NovelToon NovelToon
Aku Ingin Dicintai

Aku Ingin Dicintai

Status: tamat
Genre:Contest / Suami ideal / Kehidupan Manis Setelah Patah Hati / Diam-Diam Cinta / Cinta Seiring Waktu / Tamat
Popularitas:5.5M
Nilai: 5
Nama Author: Marica

Flora Melinda Putri seorang perempuan yang mendambakan cinta dari seseorang di dalam hidupnya.

Berparas cantik dan baik bukan berarti kisah cintanya berjalan mulus. Hubungan dengan seorang laki-laki kaya bernama Daniel Aditya Ferdinand berakhir tragis dan berujung pada penghinaan dari orang tua kekasihnya. Latar belakang keluarga Flora yang tidak jelas, lahir tanpa seorang ayah dan tidak ada ikatan pernikahan.

Pertemuannya dengan seorang laki-laki bernama Revaldo Giovanni Ferdinand yang ternyata sepupu Daniel membuat kisah baru dalam hidupnya. Namun disaat kisah cinta mereka terjalin sebuah kenyataan pahit membuat Gio sangat membenci Flora.

Karya ini diterbitkan atas izin NovelToon Marica, isi konten hanyalah pandangan pribadi pembuatnya, tidak mewakili NovelToon sendiri

Flora Vs Mariana

Gio dengan telaten mengoles salep ke punggung tangan Flora yang terkena panci panas. Mulutnya tidak berhenti untuk menggerutu.

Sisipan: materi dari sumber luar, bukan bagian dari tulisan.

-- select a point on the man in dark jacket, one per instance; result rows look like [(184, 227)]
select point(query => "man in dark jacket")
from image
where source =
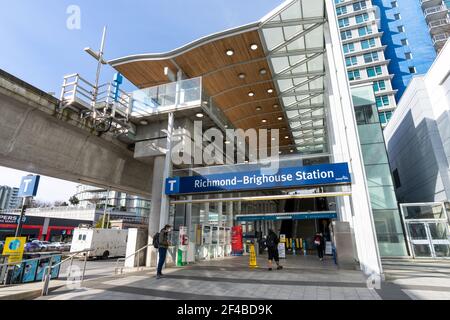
[(319, 242), (272, 248), (164, 244)]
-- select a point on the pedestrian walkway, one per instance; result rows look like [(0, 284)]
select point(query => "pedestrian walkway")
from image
[(303, 278), (420, 279)]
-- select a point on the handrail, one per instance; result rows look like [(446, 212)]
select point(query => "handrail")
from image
[(48, 269), (132, 255)]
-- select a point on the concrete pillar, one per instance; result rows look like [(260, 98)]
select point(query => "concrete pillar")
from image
[(230, 219), (154, 219), (346, 147)]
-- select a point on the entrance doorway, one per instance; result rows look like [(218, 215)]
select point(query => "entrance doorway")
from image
[(429, 239), (427, 229)]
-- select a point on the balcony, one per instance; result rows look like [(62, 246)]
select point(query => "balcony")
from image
[(430, 3), (439, 26), (436, 12), (168, 97), (439, 40)]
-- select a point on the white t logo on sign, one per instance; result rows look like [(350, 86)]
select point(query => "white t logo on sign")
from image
[(172, 182), (26, 182)]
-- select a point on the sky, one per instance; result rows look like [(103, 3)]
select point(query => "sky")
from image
[(40, 47)]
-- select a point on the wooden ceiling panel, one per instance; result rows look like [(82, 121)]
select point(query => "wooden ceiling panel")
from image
[(212, 55), (221, 79), (146, 73)]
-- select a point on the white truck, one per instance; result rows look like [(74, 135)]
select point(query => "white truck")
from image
[(103, 242)]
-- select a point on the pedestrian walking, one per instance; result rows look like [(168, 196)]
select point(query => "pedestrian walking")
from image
[(319, 242), (272, 248), (163, 245)]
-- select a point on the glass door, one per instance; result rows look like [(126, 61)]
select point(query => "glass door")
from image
[(429, 239), (439, 238), (418, 236)]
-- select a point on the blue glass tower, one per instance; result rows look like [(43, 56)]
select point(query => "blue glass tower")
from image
[(407, 37)]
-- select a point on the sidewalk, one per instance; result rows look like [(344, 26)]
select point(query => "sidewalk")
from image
[(303, 278)]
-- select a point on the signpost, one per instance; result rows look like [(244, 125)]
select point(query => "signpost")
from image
[(14, 248), (324, 174), (28, 189)]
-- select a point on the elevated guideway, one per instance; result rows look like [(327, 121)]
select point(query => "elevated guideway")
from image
[(36, 137)]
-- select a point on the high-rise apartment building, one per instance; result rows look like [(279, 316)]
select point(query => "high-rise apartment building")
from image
[(436, 13), (364, 52), (406, 33), (9, 198), (119, 201)]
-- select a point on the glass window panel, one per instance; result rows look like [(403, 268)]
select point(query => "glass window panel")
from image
[(273, 37), (374, 153), (422, 250), (378, 175), (438, 231), (442, 250), (429, 211), (391, 240), (370, 133), (382, 197)]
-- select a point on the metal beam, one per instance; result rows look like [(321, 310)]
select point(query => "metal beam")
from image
[(265, 198), (302, 93), (301, 84), (297, 106), (298, 75), (293, 22), (296, 52), (295, 37), (296, 65)]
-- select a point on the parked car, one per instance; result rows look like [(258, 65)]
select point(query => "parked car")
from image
[(49, 246), (32, 247), (43, 245), (61, 246)]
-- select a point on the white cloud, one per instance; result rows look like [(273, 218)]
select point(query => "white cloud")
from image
[(50, 189)]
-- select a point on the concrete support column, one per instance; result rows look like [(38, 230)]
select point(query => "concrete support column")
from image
[(230, 218), (154, 219), (346, 147)]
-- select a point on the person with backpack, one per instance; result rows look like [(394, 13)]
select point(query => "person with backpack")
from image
[(272, 248), (319, 242), (162, 243)]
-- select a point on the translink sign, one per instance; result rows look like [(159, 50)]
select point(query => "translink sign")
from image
[(325, 174)]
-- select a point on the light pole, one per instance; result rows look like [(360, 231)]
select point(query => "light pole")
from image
[(99, 57)]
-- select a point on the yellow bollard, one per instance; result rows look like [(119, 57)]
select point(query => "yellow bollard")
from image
[(252, 262)]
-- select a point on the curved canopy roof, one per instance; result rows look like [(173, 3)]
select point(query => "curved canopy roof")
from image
[(274, 77)]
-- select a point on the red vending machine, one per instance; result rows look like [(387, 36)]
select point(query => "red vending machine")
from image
[(237, 247)]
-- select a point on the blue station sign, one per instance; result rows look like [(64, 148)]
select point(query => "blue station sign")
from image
[(290, 216), (29, 186), (324, 174)]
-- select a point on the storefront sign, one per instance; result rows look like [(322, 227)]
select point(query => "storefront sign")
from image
[(10, 219), (14, 248), (282, 250), (324, 174), (29, 186)]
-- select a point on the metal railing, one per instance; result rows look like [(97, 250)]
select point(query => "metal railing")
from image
[(442, 37), (130, 256), (169, 96), (48, 269), (108, 104), (9, 265), (438, 23), (434, 9)]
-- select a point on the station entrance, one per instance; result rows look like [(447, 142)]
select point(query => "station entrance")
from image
[(296, 216)]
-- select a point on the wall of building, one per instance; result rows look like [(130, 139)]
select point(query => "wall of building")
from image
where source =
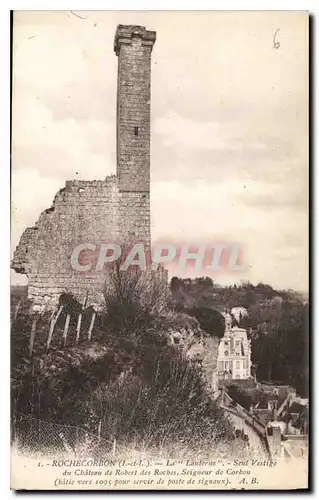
[(116, 209)]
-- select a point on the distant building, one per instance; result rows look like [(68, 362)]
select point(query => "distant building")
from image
[(234, 353)]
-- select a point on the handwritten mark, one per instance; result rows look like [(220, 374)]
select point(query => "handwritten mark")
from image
[(77, 15), (276, 43)]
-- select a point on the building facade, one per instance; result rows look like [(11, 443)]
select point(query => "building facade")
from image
[(234, 353)]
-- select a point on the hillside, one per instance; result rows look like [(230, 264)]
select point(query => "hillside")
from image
[(277, 322)]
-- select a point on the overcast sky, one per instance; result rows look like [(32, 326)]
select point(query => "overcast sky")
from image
[(229, 126)]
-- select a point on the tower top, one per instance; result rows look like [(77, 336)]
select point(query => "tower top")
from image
[(125, 33)]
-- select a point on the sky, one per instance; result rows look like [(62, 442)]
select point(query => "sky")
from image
[(229, 126)]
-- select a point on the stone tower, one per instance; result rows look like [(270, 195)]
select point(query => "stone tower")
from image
[(133, 46), (86, 215)]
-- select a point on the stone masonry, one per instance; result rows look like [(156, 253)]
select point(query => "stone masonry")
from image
[(116, 209)]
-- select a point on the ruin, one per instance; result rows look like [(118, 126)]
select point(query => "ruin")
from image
[(116, 209)]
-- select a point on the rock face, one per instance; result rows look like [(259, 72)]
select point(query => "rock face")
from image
[(92, 213)]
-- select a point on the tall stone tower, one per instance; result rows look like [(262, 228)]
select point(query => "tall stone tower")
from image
[(133, 46)]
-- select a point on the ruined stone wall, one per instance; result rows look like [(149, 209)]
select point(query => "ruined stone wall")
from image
[(82, 212), (116, 209)]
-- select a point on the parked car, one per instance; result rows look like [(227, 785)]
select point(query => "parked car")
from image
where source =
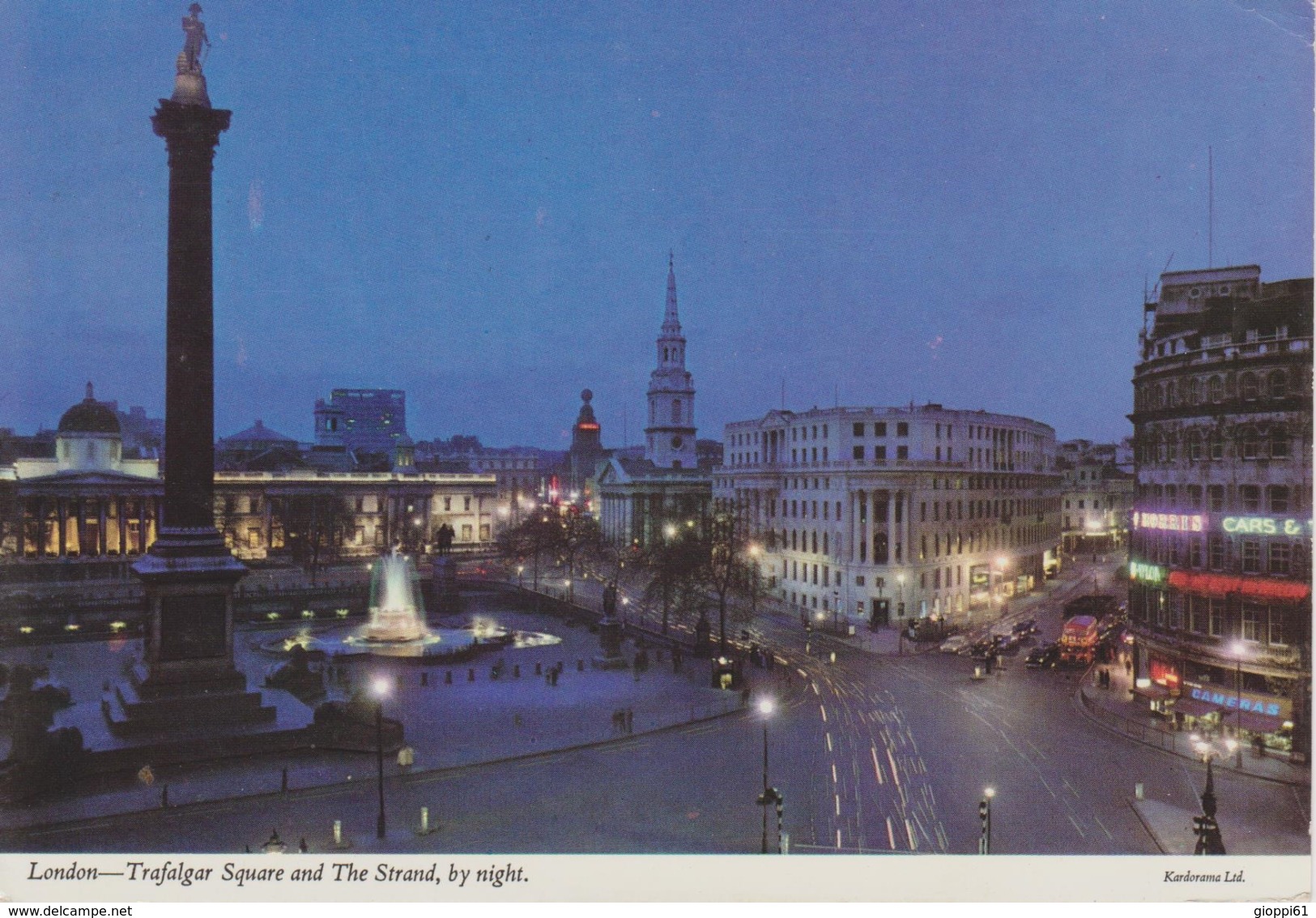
[(1006, 642), (1044, 656), (954, 644)]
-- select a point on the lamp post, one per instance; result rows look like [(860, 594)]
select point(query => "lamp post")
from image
[(901, 615), (1240, 650), (770, 795), (985, 816), (379, 689), (1206, 826), (754, 551)]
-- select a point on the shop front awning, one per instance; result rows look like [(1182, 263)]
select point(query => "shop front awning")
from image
[(1254, 722), (1154, 692), (1194, 707)]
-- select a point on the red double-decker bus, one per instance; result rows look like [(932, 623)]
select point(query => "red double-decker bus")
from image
[(1078, 642)]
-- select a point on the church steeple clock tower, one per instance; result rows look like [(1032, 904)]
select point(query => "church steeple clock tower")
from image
[(670, 435)]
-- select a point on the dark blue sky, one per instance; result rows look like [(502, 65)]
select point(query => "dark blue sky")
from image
[(474, 202)]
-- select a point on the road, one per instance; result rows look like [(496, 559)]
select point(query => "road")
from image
[(873, 754)]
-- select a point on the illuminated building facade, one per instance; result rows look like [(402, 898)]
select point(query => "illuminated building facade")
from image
[(888, 514), (1220, 547), (638, 498)]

"Apa masih terasa panas?" tanya Gio.

Tidak ada tanggapan dari Flora membuat Gio mengubah arah pandangnya. Matanya melihat Flora melamun dengan air mata yang menitih dari matanya.

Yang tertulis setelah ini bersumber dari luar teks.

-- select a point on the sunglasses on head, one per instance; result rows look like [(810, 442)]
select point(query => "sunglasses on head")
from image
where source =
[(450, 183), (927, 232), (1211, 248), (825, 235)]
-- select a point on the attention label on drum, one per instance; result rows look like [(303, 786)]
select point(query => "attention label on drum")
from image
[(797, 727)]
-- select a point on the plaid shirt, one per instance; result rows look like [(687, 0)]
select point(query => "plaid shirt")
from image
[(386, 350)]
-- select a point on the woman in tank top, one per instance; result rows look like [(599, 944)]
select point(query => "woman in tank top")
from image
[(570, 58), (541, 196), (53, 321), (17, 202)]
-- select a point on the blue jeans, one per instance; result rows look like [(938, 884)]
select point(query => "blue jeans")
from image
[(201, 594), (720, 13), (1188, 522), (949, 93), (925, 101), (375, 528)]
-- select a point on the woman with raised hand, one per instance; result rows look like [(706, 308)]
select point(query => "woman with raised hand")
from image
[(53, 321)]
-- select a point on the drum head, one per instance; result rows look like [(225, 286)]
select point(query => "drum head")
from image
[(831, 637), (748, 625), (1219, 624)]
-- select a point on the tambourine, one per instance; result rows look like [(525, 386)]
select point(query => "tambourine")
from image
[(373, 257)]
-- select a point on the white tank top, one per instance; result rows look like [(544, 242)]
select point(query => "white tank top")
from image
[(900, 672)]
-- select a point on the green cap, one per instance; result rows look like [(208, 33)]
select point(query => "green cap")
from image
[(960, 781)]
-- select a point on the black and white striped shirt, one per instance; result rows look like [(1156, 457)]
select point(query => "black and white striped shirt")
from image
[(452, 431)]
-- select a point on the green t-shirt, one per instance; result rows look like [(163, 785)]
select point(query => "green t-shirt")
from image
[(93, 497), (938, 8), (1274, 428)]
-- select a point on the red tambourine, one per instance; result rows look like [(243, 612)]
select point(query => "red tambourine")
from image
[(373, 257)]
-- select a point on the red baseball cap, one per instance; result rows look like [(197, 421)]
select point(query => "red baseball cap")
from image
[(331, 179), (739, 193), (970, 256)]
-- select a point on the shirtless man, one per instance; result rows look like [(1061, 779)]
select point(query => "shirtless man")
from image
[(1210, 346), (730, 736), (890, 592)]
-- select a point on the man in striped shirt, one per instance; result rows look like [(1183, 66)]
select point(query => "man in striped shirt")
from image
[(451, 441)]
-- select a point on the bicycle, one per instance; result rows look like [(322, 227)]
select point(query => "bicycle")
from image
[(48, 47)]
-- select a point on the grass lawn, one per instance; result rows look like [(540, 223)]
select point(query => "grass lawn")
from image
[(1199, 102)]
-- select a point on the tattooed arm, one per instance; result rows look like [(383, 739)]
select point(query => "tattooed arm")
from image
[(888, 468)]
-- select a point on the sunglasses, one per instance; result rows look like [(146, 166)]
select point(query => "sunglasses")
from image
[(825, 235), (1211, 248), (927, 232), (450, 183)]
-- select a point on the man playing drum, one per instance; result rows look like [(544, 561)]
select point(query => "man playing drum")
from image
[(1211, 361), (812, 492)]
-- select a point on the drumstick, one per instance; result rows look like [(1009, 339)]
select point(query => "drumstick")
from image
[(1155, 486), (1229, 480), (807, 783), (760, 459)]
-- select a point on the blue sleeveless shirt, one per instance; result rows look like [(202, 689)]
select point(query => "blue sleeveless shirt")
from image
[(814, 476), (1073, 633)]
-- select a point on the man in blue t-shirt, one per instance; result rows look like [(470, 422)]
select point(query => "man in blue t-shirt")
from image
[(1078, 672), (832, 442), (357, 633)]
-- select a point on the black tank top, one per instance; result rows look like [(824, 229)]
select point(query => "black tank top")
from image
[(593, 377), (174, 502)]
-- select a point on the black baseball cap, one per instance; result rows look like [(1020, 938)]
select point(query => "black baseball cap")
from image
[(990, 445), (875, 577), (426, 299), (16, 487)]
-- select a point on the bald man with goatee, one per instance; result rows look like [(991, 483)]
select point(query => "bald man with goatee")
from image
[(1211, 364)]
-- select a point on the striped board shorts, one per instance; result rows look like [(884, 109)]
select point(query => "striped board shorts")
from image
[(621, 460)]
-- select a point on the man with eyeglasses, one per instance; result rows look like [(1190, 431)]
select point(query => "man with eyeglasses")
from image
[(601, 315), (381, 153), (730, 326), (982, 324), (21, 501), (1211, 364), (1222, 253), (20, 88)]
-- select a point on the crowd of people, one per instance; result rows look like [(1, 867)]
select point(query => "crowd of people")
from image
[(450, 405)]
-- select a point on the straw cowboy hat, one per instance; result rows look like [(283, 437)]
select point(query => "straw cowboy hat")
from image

"Astaga apa luka sekecil ini membuatmu menangis," omel Gio.

"Ini sangat panas," rengek Flora.

"Ini salahmu sendiri, kenapa melamun? Bagaimana kalau nanti tanganmu ini terkena air panas atau lebih parah lagi terbakar?" bentak Gio.

Mendengar bentakan Gio tangisan Flora justru semakin kencang.

"Kamu jahat sekali kenapa membentak ku dan bicaramu sangat kasar?"

"Bukan itu maksudku …." Gio gelagapan melihat Flora menangis semakin kencang. "Hei, sudahlah! Diamlah …."

Gio takut jika ada yang mendengarnya maka mereka mengira dirinya melakukan sesuatu pada Flora padahal dirinya tidak sengaja membentaknya.

"Kenapa kamu harus membentak ku? Kamu kan bisa bicara baik-baik padaku," protes Flora di sela isak tangisnya.

"Oke aku minta maaf, jadi sekarang diamlah!" Gio berkata dengan menyatukan kedua tangan mereka.

Ternyata tidak mudah untuk membuat Flora berhenti menangis bahkan Gio merasa sudah hampir putus asa untuk menenangkan tangisan Flora. Gio takut jika ada seseorang yang akan mendengarnya dan membuat orang itu salah paham.

"Flora jika kamu tidak diam … aku akan mencium bibirmu sekarang juga," ancam Gio.

Flora langsung membungkam mulutnya dan berhenti menangis saat telinganya mendengar ancaman Gio.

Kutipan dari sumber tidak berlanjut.